Comme vous le savez, pour notre part, nous sommes favorables à une logique de taxation de la consommation. C’est la fameuse TVA sociale, défendue de façon presque théologique par notre collègue Jean Arthuis.
Cette TVA sociale a deux avantages : elle porte sur la consommation, qui est encore relativement peu taxée en France, et elle revient à taxer les importations, c’est-à-dire à faire participer les importations au financement de notre protection sociale, ce qui est juste même si cela ne couvre pas tout.
Pour autant, nous ne sommes pas fermés à d’autres pistes. Nous reconnaissons l’intérêt de celle du chiffre d’affaires diminué de la masse salariale, qui est l’un des chevaux de bataille de notre éminent collègue Serge Dassault, l’auteur de la proposition de résolution. Cette mesure pourrait en pratique conduire à une redistribution de la charge du financement de la protection sociale au bénéfice des activités et des groupes les plus intensifs en main-d’œuvre – ce serait peut-être une bonne chose, car cela pourrait accroître le recours à de la main-d’œuvre –, mais au détriment de secteurs entiers qui, par nature, en emploient peu.

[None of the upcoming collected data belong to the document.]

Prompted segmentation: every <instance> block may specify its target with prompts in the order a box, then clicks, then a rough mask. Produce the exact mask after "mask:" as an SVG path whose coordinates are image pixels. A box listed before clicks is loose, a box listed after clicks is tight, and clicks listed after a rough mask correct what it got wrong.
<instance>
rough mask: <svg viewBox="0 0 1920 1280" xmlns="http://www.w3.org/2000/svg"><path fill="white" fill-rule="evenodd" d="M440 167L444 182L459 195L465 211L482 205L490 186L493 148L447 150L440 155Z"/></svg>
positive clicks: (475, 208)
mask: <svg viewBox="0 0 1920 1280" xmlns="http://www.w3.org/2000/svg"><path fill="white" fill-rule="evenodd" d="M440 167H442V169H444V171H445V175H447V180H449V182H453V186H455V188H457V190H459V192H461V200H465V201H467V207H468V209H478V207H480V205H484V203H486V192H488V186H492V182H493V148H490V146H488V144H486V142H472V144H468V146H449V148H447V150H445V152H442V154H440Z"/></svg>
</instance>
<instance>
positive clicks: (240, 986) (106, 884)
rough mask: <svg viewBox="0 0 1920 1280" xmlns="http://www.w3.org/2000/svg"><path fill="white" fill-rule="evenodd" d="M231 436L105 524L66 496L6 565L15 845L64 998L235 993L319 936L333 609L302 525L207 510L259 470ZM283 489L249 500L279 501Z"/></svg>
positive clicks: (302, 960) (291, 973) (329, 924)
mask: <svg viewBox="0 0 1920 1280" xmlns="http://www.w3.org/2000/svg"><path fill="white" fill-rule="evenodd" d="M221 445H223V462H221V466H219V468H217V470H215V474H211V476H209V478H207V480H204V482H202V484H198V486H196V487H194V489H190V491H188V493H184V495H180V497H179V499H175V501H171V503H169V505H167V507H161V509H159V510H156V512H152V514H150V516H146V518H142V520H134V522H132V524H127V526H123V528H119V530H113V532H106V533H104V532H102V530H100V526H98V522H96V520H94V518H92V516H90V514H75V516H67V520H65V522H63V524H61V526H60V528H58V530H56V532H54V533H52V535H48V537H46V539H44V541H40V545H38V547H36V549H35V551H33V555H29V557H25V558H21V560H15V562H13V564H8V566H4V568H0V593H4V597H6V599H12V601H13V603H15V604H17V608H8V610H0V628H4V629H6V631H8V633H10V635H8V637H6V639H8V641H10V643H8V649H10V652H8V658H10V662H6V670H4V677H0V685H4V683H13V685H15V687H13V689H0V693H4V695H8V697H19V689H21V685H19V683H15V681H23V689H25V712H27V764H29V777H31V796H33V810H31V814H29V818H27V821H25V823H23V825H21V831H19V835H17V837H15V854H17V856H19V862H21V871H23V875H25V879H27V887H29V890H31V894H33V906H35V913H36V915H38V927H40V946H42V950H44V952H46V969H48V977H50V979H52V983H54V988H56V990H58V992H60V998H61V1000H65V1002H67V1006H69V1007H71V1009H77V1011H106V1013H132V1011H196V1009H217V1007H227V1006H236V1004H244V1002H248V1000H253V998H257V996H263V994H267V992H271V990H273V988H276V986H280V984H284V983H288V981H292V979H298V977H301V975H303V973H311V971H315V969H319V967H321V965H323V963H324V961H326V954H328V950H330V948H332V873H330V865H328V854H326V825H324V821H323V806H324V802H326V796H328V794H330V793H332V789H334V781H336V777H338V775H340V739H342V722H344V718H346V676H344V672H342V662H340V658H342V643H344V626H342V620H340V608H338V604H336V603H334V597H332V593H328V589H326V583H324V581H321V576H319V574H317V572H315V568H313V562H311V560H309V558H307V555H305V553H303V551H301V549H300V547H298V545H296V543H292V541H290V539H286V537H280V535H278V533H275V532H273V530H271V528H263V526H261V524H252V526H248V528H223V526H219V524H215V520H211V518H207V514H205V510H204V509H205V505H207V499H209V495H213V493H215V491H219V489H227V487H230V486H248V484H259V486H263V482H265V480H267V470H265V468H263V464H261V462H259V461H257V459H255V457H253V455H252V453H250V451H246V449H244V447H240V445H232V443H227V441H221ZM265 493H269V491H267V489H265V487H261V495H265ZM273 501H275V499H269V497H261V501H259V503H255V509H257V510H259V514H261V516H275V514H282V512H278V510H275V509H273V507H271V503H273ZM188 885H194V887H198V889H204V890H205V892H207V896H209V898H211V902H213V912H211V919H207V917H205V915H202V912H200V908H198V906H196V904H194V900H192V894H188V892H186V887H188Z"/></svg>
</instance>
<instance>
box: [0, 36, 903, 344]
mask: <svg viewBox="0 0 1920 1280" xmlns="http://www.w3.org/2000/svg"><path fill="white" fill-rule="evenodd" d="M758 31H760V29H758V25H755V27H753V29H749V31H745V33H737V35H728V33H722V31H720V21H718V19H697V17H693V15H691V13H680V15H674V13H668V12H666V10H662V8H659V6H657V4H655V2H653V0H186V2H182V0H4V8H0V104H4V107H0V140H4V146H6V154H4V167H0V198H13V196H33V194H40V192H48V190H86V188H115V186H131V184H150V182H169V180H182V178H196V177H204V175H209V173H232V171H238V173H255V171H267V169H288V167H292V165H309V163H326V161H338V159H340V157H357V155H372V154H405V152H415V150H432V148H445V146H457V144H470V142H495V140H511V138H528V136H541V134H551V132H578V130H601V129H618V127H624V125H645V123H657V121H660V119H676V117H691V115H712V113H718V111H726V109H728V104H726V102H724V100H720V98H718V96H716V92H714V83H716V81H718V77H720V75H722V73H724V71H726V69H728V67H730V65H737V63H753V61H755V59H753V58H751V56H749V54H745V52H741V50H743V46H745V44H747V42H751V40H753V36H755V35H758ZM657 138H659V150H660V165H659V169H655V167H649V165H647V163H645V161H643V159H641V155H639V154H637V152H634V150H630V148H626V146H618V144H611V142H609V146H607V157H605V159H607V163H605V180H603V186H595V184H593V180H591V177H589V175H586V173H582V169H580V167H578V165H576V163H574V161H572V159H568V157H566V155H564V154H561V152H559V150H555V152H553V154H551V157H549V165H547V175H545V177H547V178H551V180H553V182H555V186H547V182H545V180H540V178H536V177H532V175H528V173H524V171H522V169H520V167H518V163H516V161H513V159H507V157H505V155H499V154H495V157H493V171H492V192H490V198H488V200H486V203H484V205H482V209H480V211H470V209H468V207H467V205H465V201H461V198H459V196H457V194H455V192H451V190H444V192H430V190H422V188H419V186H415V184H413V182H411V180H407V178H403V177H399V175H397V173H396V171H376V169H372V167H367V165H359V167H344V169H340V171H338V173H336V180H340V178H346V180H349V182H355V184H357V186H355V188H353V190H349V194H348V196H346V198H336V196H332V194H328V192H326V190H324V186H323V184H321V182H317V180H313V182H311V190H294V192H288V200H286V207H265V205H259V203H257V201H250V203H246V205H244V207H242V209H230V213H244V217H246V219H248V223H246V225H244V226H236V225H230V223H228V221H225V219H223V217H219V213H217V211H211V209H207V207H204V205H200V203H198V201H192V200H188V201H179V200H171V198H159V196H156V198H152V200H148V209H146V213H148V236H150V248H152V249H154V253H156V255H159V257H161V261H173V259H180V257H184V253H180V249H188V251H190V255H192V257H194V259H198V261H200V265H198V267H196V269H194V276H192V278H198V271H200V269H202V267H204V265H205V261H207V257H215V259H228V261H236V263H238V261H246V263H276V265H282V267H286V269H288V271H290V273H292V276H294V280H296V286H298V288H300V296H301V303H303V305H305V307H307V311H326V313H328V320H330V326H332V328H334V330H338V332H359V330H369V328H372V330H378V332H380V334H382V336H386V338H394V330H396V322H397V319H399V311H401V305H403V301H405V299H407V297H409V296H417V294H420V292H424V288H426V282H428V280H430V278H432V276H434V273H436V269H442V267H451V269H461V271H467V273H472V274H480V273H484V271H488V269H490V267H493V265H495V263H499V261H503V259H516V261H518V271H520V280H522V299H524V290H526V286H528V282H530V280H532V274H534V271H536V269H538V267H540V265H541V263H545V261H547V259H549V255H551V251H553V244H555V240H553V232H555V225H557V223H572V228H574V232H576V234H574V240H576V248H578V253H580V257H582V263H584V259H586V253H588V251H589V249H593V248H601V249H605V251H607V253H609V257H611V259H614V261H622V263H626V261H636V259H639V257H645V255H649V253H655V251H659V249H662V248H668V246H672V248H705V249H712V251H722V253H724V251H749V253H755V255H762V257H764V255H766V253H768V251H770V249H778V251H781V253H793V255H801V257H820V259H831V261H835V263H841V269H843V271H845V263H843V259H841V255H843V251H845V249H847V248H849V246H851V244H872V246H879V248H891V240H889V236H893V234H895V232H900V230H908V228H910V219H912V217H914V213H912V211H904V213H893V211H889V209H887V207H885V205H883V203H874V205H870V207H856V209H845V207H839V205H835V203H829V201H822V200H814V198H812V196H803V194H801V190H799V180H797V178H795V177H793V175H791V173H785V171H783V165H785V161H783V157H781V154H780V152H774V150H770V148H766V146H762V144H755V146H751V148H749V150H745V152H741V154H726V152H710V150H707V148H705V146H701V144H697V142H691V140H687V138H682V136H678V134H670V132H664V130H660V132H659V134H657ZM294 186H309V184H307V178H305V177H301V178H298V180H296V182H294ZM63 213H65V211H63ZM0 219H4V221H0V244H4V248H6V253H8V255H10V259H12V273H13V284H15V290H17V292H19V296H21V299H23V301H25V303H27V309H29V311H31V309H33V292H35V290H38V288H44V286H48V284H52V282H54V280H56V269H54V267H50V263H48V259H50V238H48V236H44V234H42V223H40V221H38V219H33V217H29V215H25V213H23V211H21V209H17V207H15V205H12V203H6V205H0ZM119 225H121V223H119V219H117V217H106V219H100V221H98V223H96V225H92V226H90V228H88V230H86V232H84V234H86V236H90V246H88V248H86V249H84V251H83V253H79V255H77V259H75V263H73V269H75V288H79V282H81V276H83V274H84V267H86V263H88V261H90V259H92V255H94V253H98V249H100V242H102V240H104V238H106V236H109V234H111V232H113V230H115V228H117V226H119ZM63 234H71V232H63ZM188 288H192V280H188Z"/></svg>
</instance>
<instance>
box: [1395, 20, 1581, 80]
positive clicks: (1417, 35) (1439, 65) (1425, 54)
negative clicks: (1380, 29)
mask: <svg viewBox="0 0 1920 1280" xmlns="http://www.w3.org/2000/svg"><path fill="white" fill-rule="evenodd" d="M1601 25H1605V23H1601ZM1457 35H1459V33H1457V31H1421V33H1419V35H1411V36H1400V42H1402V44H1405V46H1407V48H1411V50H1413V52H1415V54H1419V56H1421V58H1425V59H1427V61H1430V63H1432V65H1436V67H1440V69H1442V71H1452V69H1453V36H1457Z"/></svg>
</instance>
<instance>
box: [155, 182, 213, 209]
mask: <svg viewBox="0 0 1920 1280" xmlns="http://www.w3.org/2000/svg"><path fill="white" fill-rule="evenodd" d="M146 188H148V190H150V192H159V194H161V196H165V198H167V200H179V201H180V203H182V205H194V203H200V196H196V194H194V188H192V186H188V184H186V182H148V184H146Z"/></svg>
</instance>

Je souhaite, même si la proposition de résolution n’est pas adoptée, que cette idée fasse l’objet d’une analyse, d’un inventaire, d’une évaluation, afin que le Parlement puisse se prononcer sur le sujet. À ma connaissance, nous ne disposons pas encore de tels éléments. J’ai pu constater, lorsque je travaillais au cabinet du ministre de l’économie et des finances, que, malgré ses capacités intellectuelles énormes, Bercy était souvent fermé, pour ne pas dire aveugle s'agissant des conséquences des décisions envisagées. Monsieur le secrétaire d'État, vous avez des services que nous n’avons pas. Je pense que vous devriez faire étudier la mesure proposée par Serge Dassault. Votre ministère compte suffisamment de compétences pour cela !
La troisième piste, celle du revenu des ménages, ne nous semble pas la bonne. L’impôt sur le revenu est extrêmement concentré sur un trop petit nombre de ménages et il a vraiment atteint ses limites ; je vous l’assure, monsieur Dassault.